Neural Network from Scratch (V1)
Java
The original from-scratch feed-forward neural network in pure Java — single hidden layer with sigmoid activation, backpropagation, MSE convergence tracking, and persistent weights. The starting point that became the V2 MNIST classifier.
The first iteration of my from-scratch neural network work, built for the Artificial Intelligence course.

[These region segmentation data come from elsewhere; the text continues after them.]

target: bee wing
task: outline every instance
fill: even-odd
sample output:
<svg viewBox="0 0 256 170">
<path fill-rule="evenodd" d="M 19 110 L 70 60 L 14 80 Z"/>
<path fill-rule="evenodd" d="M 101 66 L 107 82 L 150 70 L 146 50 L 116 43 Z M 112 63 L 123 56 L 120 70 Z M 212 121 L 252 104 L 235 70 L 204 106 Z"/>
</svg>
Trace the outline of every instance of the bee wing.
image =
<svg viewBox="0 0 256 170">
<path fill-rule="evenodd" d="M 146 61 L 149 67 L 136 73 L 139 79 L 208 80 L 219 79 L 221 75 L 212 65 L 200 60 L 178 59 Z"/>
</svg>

No external libraries — just double[][] and the chain rule.
What’s inside
Neuron: weights, bias, sigmoid activation, and its derivative; handles forward propagation locally.Layer: a collection of neurons; manages forward propagation for the entire layer; initializes weights randomly.NeuralNetwork: orchestrates training and testing, implements backpropagation, computes MSE, and saves/loads trained weights to/from CSV.Main: entry point with three execution modes — full training, test-with-saved-weights, and an interactive console mode.
Training process
- Forward pass: compute the network output for each sample.
- Error: difference between predicted and expected.

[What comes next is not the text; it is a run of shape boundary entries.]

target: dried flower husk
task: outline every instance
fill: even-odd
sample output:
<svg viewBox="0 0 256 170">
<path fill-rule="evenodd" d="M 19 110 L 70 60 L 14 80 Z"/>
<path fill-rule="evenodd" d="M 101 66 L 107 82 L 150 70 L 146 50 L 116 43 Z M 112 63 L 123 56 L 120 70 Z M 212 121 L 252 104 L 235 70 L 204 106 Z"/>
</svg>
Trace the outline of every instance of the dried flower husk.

- Backward pass: compute gradients via backpropagation through each layer.
- Update: adjust weights and biases via gradient descent.
- Convergence check: monitor MSE across epochs; stop when below threshold or when MSE starts climbing.
Defaults
| Parameter | Value |
|---|---|
| Learning rate | 0.1 |
| MSE threshold | 0.0001 |
| Architecture | 1 hidden layer |
| Training data | Lines 1–280 of dataset.csv |
| Test data | Lines 1–800 of dataset.csv |
Output artifacts
| File | Contents |
|---|---|
pesos.csv | Saved weights after training |
mse_values.txt | MSE per epoch — useful for plotting the learning curve |
How it relates to the V2 work
This V1 network laid the groundwork for the much more substantial MNIST Digit Recognition NN V2, replacing sigmoid with ReLU, adding a softmax output layer with cross-entropy loss, switching to mini-batch SGD, and shipping a live web playground that runs the trained weights directly in the browser.